Egalet, a fully integrated specialty pharmaceutical company focused on developing, manufacturing and commercializing innovative treatments for pain and other conditions, announced that the FDA has granted tentative approval for an expanded label for ARYMO ER (morphine sulfate) extended-release (ER) tablets C-II for the management of pain severe enough to require daily, around-the-clock, long-term opioid treatment and for which alternative treatment options are inadequate. The FDA has issued tentative approval for a supplement submitted earlier in 2017 to update the ARYMO ER prescribing information with data from a Category 2/3 intranasal human abuse potential (HAP) study and an intranasal abuse-deterrent claim. This data was previously excluded from the label at original new drug application (NDA) approval due to exclusivity granted to another company. The final approval is expected to be granted when the exclusivity period expires on October 2, 2018.

ARYMO ER, developed using Egalet's proprietary Guardian™ Technology--a physical and chemical barrier approach to abuse deterrence without the use of an opioid antagonist--creating tablets that are difficult to manipulate for the purpose of misuse and abuse, was approved on January 9, 2017. Results from in vitro testing demonstrated that ARYMO ER tablets, in comparison to non-abuse-deterrent morphine sulfate extended-release (ER) tablets, have increased resistance to cutting, crushing, grinding or breaking using a variety of tools. Due to its physical and chemical properties, ARYMO ER is expected to make abuse by injection difficult.
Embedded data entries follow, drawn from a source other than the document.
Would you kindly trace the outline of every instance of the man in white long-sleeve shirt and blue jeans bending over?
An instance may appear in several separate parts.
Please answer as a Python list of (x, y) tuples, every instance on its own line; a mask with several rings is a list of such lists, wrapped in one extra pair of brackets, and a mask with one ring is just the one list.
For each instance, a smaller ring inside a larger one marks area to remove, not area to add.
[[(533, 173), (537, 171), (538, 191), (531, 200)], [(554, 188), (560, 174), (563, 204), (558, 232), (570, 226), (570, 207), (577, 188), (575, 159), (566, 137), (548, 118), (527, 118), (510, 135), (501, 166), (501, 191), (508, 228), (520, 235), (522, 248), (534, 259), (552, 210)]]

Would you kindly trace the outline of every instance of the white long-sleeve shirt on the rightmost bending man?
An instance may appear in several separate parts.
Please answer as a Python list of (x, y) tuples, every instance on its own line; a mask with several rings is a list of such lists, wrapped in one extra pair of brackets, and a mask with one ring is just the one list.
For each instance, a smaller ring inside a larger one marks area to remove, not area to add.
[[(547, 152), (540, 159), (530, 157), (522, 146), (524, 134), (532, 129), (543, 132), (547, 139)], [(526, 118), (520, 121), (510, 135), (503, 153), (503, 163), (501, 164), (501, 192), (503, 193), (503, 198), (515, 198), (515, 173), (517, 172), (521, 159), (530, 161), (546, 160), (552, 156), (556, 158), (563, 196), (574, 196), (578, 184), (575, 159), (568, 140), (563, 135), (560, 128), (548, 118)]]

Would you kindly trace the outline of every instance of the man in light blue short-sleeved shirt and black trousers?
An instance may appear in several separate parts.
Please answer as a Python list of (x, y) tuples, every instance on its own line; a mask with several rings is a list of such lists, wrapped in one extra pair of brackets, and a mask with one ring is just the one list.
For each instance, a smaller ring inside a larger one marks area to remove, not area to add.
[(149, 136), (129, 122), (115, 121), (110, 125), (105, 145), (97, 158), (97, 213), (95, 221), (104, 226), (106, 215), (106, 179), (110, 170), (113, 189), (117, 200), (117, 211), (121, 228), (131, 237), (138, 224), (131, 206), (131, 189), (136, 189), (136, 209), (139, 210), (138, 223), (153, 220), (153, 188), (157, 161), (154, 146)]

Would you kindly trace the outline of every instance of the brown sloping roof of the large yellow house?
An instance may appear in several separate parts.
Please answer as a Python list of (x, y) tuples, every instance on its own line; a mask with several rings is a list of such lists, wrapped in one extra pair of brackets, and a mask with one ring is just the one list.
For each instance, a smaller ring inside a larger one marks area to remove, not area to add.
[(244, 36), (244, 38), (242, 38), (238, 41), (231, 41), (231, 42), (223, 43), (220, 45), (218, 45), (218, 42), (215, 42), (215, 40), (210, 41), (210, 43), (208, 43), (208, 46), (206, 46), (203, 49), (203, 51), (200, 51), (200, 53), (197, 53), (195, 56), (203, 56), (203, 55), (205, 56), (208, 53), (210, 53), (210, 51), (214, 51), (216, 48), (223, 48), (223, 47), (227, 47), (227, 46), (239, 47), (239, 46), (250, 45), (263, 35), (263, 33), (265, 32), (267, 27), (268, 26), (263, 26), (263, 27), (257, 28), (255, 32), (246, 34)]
"Given that extended-release morphine is the most frequently prescribed ER opioid for individuals living with chronic pain and the majority of those prescriptions are in easy to abuse formulations, we believe that strengthening the ARYMO ER label to include additional abuse-deterrent data is an important improvement for chronic pain patients and their communities," said Mark Strobeck, Ph.D., chief operating officer of Egalet. "While opioids should be reserved for situations when all other alternative therapies have been tried, when opioids are needed, having abuse-deterrent options is important."

The Category 2/3 intranasal HAP study was conducted in accordance with the FDA Guidance for Industry, Abuse-Deterrent Opioids - Evaluation and Labeling. It was a single-center, randomized, double-blind, double-dummy, active and placebo-controlled, five period crossover study which assessed the abuse potential of ARYMO ER versus MS Contin^® (non-abuse-deterrent morphine sulfate extended-release tablets) in 46 nondependent, recreational opioid users when administered intranasally. The study met its primary endpoint, demonstrating that after insufflation, manipulated ARYMO ER led to significantly (P<0.0001) less drug liking compared with crushed MS Contin. The study also concluded that subjects administered manipulated ARYMO ER intranasally reported a significantly decreased likelihood to take the drug again (P<0.0001) compared with crushed MS Contin. Consistent with these findings, manipulated ARYMO ER demonstrated a similar pharmacokinetic (PK) profile to intact ARYMO ER, whereas crushed MS Contin's PK profile was consistent with conversion of an opioid from an extended-release to an immediate release absorption profile.